The rest of the pirates must’ve got bored as bored as she did while all that was going on. They went back to forging and sewing and drawing; a bunch of them even shimmied down the ropes to inspect that giant dead thing with the eye. After a while, they started hauling up big chunks of blubber to render.
While Lathe sat on the rail and watched their doings, her skin flushed and tightened under the hateful midday sun. She didn’t waste the blood magic healing it. She wanted all her medicine for the test. If they ever got to it.
Finally, the chief and his silk-wrapped wife rejoined Lathe at the rail.
“The Waeld are known for the black steel we smith. We harvest ore from deep in the seams of the Fallen Star Sea, where the God of the Waves deposits once-burning iron embedded with stardust. This gives our steel its color and strength, but it does not give it shape…”
This was almost as bad as the sciences lectures at Thornfield. Lathe watched the tasseled fringe of the chief’s wife’s silks. The threads shimmered as they wiggled in the sea breeze.
“Heat. The hammer. The vision of the forger. These are the elements that give steel a shape and a purpose…”

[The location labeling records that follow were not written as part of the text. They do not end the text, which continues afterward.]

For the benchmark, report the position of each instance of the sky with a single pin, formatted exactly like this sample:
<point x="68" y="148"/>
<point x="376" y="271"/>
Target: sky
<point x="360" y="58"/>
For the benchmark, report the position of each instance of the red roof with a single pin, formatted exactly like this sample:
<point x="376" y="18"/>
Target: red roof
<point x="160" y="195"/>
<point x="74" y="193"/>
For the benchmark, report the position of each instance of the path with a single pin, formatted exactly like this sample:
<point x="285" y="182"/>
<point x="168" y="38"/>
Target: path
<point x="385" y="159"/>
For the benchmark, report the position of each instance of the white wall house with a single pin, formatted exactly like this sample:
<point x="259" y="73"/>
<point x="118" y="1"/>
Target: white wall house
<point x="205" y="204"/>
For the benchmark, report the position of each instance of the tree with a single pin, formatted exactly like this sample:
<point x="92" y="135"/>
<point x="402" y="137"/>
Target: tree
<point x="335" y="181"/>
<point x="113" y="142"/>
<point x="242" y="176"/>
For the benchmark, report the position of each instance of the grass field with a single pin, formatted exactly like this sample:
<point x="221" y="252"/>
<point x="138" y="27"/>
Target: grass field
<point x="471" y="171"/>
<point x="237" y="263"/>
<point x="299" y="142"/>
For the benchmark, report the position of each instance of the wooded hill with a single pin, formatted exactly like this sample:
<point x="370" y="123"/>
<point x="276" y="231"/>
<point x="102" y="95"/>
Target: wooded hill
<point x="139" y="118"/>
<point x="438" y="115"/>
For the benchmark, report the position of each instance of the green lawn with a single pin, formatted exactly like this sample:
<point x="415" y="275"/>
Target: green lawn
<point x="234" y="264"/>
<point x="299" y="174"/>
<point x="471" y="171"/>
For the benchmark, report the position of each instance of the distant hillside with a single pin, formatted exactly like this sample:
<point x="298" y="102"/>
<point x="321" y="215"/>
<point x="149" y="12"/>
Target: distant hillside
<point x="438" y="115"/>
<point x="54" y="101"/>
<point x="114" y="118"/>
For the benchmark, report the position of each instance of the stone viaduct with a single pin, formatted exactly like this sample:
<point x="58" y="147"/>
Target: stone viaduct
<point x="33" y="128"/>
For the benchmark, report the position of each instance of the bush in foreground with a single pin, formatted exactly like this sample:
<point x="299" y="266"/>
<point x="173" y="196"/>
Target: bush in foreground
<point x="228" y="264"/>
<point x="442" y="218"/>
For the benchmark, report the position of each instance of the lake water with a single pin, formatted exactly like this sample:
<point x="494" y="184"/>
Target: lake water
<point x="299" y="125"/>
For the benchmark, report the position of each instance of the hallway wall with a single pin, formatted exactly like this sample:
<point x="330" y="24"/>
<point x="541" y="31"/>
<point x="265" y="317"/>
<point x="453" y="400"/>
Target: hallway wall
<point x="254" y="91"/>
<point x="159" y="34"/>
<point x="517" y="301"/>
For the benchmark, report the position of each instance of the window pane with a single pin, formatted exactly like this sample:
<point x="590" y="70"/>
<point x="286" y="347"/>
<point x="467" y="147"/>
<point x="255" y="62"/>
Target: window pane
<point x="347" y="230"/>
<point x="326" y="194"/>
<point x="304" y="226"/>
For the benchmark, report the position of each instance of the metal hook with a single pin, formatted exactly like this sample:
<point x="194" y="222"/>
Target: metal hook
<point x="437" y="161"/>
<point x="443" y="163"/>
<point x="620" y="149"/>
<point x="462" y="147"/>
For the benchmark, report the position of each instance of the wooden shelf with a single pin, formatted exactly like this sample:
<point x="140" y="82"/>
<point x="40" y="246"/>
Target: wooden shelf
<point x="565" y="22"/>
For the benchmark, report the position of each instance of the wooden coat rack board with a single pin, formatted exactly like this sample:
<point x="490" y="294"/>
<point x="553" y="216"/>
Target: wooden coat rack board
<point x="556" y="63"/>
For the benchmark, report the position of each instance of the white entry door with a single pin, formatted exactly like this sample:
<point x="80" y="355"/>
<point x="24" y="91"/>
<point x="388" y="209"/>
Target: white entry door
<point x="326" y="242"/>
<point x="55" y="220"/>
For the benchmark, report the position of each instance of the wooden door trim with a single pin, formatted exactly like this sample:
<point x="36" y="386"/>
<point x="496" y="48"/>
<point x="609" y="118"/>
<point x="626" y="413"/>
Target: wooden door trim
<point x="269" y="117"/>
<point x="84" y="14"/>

That sounded like something Master Smith would’ve said. Lathe had always liked Master Smith. He didn’t harp about rules all the time the way the rest of the masters at Thornfield did.

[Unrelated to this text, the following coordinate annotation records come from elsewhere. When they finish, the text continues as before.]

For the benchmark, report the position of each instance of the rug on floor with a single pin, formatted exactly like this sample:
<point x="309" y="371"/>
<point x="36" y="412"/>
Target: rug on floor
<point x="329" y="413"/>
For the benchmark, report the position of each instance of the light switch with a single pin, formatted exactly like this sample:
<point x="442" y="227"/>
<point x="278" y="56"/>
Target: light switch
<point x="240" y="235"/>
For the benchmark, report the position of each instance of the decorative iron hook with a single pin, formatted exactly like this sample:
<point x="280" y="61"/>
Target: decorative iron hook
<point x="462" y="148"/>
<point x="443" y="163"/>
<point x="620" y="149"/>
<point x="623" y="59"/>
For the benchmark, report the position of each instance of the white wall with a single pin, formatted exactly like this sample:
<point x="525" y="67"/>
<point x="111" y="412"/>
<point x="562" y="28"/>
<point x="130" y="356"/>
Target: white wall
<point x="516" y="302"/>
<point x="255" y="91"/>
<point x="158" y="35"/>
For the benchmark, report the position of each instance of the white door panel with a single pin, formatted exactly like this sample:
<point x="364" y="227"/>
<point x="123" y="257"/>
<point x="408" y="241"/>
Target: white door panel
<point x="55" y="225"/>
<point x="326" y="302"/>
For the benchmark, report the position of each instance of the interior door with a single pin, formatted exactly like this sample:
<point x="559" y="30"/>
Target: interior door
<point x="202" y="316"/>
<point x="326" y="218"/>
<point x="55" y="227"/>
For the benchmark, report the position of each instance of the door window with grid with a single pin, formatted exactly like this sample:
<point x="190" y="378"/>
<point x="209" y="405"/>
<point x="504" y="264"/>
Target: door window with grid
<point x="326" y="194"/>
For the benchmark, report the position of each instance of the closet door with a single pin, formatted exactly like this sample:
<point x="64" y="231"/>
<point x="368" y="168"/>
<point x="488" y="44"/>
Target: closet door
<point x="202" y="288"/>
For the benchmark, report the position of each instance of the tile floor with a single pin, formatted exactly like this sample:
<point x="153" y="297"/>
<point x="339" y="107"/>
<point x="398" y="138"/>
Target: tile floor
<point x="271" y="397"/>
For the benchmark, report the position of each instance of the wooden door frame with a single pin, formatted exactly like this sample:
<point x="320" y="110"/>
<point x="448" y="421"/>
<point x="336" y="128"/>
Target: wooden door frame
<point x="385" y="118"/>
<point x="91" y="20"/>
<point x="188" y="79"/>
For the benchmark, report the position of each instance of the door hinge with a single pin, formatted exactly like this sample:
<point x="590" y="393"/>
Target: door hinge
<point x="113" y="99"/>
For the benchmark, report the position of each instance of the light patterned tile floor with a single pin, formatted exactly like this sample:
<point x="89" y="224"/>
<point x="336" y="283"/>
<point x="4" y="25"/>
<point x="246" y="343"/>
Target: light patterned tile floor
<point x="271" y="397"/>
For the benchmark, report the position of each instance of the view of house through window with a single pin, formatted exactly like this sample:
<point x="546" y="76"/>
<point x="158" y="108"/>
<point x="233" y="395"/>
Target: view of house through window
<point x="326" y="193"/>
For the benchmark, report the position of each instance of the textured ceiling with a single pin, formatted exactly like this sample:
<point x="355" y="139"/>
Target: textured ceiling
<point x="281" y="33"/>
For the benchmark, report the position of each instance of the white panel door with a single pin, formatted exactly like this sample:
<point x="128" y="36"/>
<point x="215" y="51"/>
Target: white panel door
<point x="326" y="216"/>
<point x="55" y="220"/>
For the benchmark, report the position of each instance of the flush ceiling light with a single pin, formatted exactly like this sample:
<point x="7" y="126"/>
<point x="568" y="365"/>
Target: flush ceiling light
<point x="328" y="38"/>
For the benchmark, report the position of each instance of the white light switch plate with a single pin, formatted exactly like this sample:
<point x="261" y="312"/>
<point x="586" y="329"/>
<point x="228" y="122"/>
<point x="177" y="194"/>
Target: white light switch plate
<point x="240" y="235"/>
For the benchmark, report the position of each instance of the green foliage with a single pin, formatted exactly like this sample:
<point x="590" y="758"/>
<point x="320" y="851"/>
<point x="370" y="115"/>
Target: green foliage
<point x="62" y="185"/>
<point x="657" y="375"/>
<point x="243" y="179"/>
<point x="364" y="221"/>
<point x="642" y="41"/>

“Only when it has been beaten, tempered, formed…”
The breeze calmed, and the tassels on the magenta and green silks stopped moving. Lathe wondered if she was close enough that blowing on them would make them wiggle some more.

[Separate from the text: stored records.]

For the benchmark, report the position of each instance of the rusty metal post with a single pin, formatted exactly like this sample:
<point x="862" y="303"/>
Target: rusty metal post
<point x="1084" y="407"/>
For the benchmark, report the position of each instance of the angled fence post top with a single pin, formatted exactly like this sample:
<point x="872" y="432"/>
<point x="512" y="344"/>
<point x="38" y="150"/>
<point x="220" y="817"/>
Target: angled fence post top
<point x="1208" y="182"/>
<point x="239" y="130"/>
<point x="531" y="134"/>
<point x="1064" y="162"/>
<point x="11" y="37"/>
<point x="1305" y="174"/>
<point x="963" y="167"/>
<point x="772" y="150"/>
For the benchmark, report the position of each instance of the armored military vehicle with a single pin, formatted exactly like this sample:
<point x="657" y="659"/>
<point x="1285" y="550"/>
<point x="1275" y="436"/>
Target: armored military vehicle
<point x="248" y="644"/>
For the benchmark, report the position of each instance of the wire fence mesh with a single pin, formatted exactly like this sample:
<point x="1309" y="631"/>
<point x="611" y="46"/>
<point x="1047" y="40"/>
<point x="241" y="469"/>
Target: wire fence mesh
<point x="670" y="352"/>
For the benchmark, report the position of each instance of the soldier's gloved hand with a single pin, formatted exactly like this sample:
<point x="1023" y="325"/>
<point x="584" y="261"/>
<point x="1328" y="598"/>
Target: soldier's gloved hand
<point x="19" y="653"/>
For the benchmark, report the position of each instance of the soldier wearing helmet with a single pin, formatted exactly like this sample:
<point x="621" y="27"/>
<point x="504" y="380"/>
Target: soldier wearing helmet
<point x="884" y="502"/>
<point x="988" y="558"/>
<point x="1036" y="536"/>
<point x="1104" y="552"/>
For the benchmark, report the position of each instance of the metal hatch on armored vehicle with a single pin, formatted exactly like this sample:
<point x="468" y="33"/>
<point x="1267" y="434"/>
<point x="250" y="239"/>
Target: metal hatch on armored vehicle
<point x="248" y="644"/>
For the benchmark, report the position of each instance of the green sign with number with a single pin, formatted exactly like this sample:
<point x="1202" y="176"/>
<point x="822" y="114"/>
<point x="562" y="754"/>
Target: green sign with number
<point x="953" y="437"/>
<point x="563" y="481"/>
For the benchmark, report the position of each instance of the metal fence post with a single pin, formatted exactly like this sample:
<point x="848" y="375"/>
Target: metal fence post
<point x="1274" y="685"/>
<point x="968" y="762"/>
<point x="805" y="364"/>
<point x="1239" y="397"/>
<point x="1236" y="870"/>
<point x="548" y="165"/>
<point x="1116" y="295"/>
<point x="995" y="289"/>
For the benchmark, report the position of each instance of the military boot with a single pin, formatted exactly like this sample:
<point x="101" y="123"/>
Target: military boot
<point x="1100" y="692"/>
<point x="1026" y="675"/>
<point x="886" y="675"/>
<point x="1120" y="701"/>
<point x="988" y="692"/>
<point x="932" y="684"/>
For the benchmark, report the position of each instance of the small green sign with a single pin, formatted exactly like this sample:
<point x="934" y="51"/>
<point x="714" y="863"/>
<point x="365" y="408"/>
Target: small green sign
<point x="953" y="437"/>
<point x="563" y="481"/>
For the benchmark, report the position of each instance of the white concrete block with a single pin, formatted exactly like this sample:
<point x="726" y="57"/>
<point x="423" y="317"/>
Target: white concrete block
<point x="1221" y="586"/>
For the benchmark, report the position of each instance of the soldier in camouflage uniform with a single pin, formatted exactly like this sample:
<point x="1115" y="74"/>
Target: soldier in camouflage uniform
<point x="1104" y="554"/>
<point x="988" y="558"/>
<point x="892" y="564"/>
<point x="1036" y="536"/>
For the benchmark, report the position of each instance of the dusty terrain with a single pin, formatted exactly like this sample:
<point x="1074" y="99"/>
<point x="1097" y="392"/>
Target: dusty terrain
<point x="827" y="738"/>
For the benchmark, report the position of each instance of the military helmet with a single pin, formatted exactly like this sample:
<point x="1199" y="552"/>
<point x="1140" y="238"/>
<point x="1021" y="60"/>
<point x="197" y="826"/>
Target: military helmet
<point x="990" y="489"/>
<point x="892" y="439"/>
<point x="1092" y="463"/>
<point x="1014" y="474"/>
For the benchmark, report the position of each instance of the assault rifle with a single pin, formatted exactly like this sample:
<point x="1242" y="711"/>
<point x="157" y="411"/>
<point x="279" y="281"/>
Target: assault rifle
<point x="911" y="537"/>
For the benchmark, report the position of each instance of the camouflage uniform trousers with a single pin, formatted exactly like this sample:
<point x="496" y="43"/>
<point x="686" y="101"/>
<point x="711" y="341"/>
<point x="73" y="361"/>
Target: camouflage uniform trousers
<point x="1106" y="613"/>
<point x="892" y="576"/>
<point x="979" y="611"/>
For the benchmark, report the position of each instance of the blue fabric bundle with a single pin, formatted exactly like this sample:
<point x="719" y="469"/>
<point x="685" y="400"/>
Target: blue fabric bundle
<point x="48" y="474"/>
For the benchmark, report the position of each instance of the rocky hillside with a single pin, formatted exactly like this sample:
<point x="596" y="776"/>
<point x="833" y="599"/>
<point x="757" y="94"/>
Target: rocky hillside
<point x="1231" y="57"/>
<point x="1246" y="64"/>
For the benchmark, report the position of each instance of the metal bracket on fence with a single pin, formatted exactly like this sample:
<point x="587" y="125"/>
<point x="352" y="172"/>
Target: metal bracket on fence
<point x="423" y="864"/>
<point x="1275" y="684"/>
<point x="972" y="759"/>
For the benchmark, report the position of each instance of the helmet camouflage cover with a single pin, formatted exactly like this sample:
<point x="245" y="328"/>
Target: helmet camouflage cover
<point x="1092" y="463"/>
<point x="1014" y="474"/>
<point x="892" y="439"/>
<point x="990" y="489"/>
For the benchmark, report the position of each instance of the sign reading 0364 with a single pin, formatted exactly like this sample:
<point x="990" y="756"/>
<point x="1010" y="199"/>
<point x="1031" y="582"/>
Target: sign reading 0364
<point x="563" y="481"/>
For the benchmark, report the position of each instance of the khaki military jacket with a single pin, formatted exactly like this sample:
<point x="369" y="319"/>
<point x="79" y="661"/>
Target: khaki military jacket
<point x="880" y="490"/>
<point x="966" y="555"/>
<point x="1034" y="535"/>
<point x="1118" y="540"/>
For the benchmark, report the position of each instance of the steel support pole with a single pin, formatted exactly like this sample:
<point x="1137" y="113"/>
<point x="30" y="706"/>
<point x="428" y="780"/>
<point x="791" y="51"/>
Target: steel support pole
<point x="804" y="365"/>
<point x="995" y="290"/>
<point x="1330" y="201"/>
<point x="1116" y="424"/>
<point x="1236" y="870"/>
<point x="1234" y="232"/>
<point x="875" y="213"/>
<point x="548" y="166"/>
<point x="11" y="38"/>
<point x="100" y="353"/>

“… the measured addition of fresh blood… strengthening the line like the stardust strengthens the sky iron… greatest valor… the test of steel.”
Lathe’s ears perked up.
“No dirter has asked for the test of steel in generations,” the chief said. “Kalaset, Wife of Dragaar, Chieftainess of the Waeld, interprets your arrival as no less than the intercession of the God of the Waves. Though you are no man, no captain, and no warrior—”
“Oh, I’m a warrior, me. And I was a boy for a while. ’Til I didn’t hafta be one no more.”
The old man went on like he hadn’t heard her.
“The God placed you in the hands of the Waeld with a purpose in mind. To discover that purpose, I grant unto you the test of steel. Be warned, dirter, this is not for those with a coward’s soul. This is a test for a man, not a child, nor even a woman.”
His pale eyes searched her face. “If you persist in this course, do not believe that you will receive lenience because of your sex. On the sea, a woman who lives by the sword dies by it, just like a man.”
“I live by the twin swords, me,” Lathe said.
The old pirate’s scowl deepened. “This is no matter for lighthearted jests. You will battle raed commanders who have never lost.”
“Them raed commanders never battled me.”
“Knowing it is combat you face, you do not revoke your request?”
“I never run away scairt. I run away smart sometimes, but that’s different.”
“Let it be so, then. Defeat the first raed commander, and you will face the next, and so on until you fail. Lose, and the test is at an end. You will be keelhauled beneath the hull of the commander who defeats you.”
“What do I get if I whup ’em all?” Lathe asked.
“Emerge tempered and quenched in combat,” the old chief said, “and upon our ocean, you will always have a name and a place among the Waeld.”
“Know this,” his silk-wrapped old lady said. “Twenty-eight raed ships sail for our fleet, and every commander to walk their planks is a leviathan in his own right. Even without good Chaelon, twenty-seven of the strongest Waeld remain. If you defeat these men, it is a miracle of the God of the Waves. If you lose, it is His judgment.”
Lathe grinned. She drank sea monster medicine like water and talked with the god of the streets.
A couple puffed-up pirates didn’t worry her none.